With China and South Korea announcing the completion of free-trade agreement negotiations earlier this month, Taiwan faces even greater pressure to maintain the competitiveness of its trade. The government is again urging the legislature to pass a bill on an oversight mechanism for cross-strait agreements and to approve the cross-strait agreements on trade in services and goods.
However, all it has done is talk without taking any action to achieve this. Perhaps it is considering dealing first with the issue of establishing free economic pilot zones, which it can do unilaterally.
Taiwan is not the first country to attempt to use free economic zones to attract foreign investment. Examples can be found in South Korea and Japan — some of which were successful while others were not. Taiwan has been planning such zones for years, but the legislature is still reviewing the plan. It is clear that the nation has failed to keep up with global economic and trade development trends or the speed of regional business integration.
The draft special act governing the proposed free economic pilot zones is under review by the legislature’s Economics Committee, and confrontation between the pan-blue and pan-green camps seems inevitable. People from all sides are now suggesting that the controversy over the bill must come to an end and that it is time to come to a decision.
Perhaps the government should pay attention to recommendations that it exclude some of the more controversial sectors, such as international healthcare services and value-added agriculture, and pass less controversial industries. If it worked hard to promote the success of the free economic zones, other businesses might ask to be included. At that time, the special act could be amended to add other categories and public demand would stop the opposition from blocking their inclusion.
If the Chinese Nationalist Party (KMT) government believes that the draft bill is complete and beneficial to the nation, it should ignore the opposition’s obstruction and take resolute action to pass the special act using its legislative majority.
It could then hold up its achievements in response to public scrutiny and at the same time deliver on its campaign promise of “total government, total responsibility.”
It should not pass responsibility for the delays to the opposition while doing nothing itself — the public is smart enough to see through that.
Another option is for the Legislative Yuan to return the draft bill to the Cabinet for revision, as many groups have suggested. Following the government’s inept handling of the recent adulterated cooking oil scandal, many believe that once the special act is passed, substandard raw materials would be able to enter the nation freely and unscrupulous manufacturers would seize the chance to do as they pleased.

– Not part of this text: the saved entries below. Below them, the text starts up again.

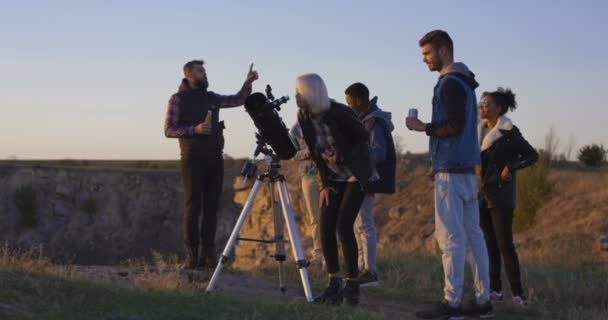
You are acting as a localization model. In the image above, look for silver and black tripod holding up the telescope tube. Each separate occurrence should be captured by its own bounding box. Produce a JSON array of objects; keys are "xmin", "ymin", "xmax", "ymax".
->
[{"xmin": 207, "ymin": 138, "xmax": 313, "ymax": 302}]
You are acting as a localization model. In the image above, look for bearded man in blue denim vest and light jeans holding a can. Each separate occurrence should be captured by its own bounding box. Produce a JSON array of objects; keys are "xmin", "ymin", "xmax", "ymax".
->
[{"xmin": 406, "ymin": 30, "xmax": 494, "ymax": 320}]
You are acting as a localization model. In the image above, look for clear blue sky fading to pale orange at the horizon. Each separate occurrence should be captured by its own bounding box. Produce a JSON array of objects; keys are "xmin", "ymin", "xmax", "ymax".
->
[{"xmin": 0, "ymin": 0, "xmax": 608, "ymax": 159}]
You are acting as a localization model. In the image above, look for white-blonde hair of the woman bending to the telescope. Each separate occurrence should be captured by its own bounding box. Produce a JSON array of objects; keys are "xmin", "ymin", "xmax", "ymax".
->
[{"xmin": 296, "ymin": 73, "xmax": 331, "ymax": 114}]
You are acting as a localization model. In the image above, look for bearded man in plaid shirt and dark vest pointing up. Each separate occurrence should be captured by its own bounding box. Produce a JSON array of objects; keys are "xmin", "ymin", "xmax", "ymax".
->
[{"xmin": 165, "ymin": 60, "xmax": 258, "ymax": 269}]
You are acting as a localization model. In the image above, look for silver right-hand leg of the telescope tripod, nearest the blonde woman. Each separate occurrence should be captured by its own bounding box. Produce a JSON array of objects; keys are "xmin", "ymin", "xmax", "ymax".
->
[{"xmin": 277, "ymin": 180, "xmax": 313, "ymax": 302}]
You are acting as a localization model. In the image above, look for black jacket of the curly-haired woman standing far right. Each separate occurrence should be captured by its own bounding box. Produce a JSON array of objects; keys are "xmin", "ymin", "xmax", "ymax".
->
[{"xmin": 480, "ymin": 121, "xmax": 538, "ymax": 209}]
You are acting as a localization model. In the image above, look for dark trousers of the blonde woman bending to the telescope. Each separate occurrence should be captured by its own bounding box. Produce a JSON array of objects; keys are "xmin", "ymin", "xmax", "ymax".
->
[{"xmin": 320, "ymin": 182, "xmax": 365, "ymax": 278}]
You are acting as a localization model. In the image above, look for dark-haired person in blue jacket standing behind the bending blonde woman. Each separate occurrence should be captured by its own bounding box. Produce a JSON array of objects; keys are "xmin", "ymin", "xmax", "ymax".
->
[{"xmin": 344, "ymin": 82, "xmax": 397, "ymax": 287}]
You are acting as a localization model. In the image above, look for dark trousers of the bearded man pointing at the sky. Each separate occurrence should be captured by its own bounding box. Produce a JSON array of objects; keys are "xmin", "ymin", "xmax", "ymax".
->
[{"xmin": 181, "ymin": 153, "xmax": 224, "ymax": 250}]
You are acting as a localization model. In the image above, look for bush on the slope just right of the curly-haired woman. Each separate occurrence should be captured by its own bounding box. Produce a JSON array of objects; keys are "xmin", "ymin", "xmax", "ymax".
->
[{"xmin": 513, "ymin": 153, "xmax": 553, "ymax": 232}]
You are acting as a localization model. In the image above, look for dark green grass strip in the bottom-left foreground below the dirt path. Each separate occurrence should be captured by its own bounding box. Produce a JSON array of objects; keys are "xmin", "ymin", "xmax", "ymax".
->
[{"xmin": 0, "ymin": 271, "xmax": 372, "ymax": 320}]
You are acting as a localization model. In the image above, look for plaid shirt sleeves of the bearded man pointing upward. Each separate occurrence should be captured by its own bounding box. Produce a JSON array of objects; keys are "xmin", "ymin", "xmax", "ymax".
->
[{"xmin": 165, "ymin": 82, "xmax": 251, "ymax": 138}]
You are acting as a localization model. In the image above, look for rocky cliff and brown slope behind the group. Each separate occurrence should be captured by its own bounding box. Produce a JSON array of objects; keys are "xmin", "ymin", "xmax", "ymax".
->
[{"xmin": 0, "ymin": 156, "xmax": 608, "ymax": 269}]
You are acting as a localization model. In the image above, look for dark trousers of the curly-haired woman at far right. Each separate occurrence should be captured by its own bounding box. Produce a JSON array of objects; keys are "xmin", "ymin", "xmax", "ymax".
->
[{"xmin": 479, "ymin": 208, "xmax": 524, "ymax": 296}]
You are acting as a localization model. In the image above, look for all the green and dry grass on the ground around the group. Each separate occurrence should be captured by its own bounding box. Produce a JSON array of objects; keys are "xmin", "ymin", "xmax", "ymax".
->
[{"xmin": 0, "ymin": 240, "xmax": 608, "ymax": 320}]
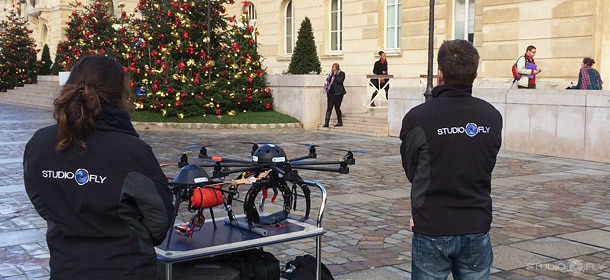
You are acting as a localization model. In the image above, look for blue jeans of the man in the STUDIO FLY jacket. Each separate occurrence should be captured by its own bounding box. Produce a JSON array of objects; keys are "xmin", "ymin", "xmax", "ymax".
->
[{"xmin": 411, "ymin": 232, "xmax": 493, "ymax": 280}]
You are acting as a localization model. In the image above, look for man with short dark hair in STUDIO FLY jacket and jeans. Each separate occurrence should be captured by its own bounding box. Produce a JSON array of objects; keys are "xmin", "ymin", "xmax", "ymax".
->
[{"xmin": 400, "ymin": 40, "xmax": 502, "ymax": 279}]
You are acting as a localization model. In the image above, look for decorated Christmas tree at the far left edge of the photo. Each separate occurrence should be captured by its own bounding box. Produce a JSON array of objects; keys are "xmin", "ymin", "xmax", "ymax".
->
[{"xmin": 0, "ymin": 3, "xmax": 38, "ymax": 92}]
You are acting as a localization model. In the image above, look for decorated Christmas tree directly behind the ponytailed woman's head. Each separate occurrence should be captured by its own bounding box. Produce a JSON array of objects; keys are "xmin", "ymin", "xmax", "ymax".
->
[{"xmin": 55, "ymin": 0, "xmax": 132, "ymax": 71}]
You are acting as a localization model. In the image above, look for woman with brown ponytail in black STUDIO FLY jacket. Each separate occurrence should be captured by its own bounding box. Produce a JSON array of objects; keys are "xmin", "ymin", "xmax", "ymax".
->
[{"xmin": 23, "ymin": 55, "xmax": 174, "ymax": 280}]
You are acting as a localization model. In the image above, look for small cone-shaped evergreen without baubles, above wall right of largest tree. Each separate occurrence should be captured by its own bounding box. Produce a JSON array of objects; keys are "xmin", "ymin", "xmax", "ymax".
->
[{"xmin": 288, "ymin": 17, "xmax": 322, "ymax": 74}]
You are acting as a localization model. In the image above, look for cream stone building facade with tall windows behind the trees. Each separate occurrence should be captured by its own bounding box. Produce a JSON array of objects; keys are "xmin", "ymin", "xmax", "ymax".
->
[{"xmin": 0, "ymin": 0, "xmax": 610, "ymax": 89}]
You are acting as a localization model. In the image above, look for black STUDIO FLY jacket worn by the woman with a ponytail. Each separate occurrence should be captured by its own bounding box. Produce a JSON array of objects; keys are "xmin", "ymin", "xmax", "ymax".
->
[{"xmin": 23, "ymin": 108, "xmax": 174, "ymax": 280}]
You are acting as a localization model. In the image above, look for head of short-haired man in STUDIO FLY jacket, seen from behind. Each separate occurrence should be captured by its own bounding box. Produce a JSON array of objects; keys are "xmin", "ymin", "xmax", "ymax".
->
[{"xmin": 437, "ymin": 40, "xmax": 479, "ymax": 88}]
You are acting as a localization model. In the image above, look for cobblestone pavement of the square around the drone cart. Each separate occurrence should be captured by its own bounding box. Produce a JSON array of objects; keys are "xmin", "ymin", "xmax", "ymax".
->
[{"xmin": 0, "ymin": 104, "xmax": 610, "ymax": 280}]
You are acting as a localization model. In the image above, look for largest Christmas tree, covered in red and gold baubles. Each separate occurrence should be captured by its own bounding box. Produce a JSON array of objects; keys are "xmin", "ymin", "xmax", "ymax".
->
[{"xmin": 129, "ymin": 0, "xmax": 271, "ymax": 118}]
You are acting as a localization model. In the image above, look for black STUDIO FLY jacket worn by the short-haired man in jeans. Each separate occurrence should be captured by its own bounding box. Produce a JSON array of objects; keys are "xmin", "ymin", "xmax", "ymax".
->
[{"xmin": 400, "ymin": 86, "xmax": 502, "ymax": 236}]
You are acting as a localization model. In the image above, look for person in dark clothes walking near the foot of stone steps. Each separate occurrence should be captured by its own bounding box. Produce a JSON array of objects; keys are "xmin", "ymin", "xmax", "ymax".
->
[{"xmin": 324, "ymin": 63, "xmax": 346, "ymax": 127}]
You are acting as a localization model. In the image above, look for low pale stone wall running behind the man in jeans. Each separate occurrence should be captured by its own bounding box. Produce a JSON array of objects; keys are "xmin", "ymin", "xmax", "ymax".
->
[{"xmin": 269, "ymin": 75, "xmax": 610, "ymax": 162}]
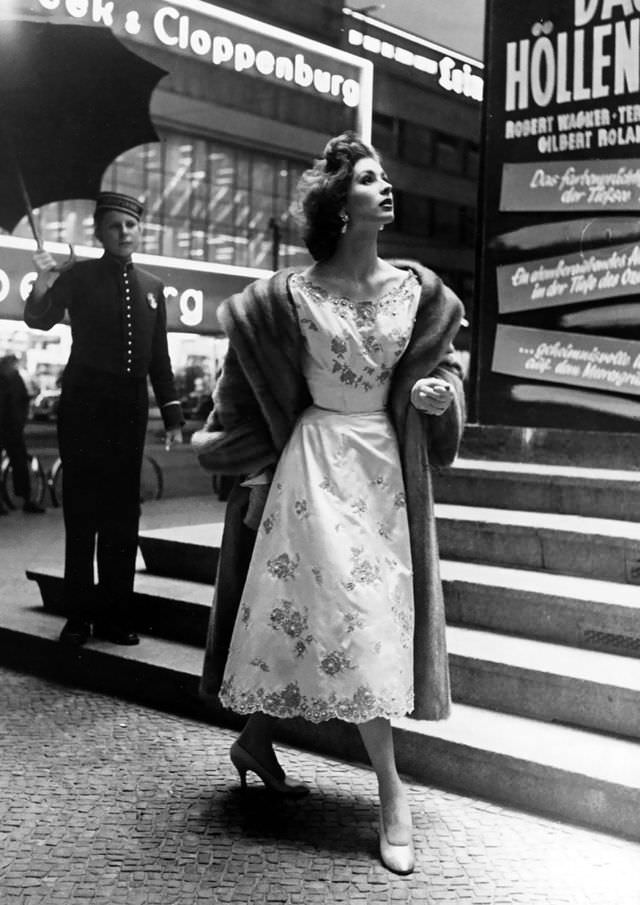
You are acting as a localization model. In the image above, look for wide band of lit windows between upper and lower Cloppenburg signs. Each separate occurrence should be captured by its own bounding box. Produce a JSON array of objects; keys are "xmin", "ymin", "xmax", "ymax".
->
[{"xmin": 16, "ymin": 132, "xmax": 307, "ymax": 268}]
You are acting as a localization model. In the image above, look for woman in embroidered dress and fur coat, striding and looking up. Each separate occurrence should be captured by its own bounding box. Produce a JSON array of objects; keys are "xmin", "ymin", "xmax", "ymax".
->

If these manufacturers were to label their substandard products as “MIT” — Made in Taiwan — and sell them across the globe, they would hurt consumers both at home and abroad, and Taiwanese products would be banned internationally.
Passing the special act would also indirectly lift the ban on imports of 830 types of Chinese agricultural products, which would be a significant blow to the domestic agricultural industry. These fears are reasonable. How to provide substantial assistance to farmers, avoid endangering MIT products and promote value-added agriculture are key issues crucial to the development of the nation’s agricultural sector. The authorities should have prepared a full suite of complementary measures a long time ago and they should have explained these to the public and communicated with civic groups to gain their support.
Unfortunately, government agencies have been unwilling to face up to public scrutiny and have repeatedly avoided these questions. The deadlock is getting increasingly difficult to resolve, and this is not in the nation’s best interests.
The government must act quickly to address the problem. If civic groups force the draft bill to be dropped from the agenda or returned to the Cabinet, would this have a positive or negative impact on the nation’s economic development and standard of living? This is an issue that all Taiwanese must give some serious thought.
The establishment of free economic zones is not a zero-sum game, and both sides need the wisdom to compromise.
When it comes to the free economic pilot zone act, which is instrumental to economic development, the government should learn from past experience and stop ignoring public opinion or underestimating public anger. It should promptly make the right decision and take action aimed at winning back the public’s hearts and minds.
If the problem remains unresolved, President Ma Ying-jeou’s (馬英九) administration might collapse. Ma should display the determination becoming of a national leader.
Du Yu is chief executive officer of the Chen-Li Task Force for Agricultural Reform.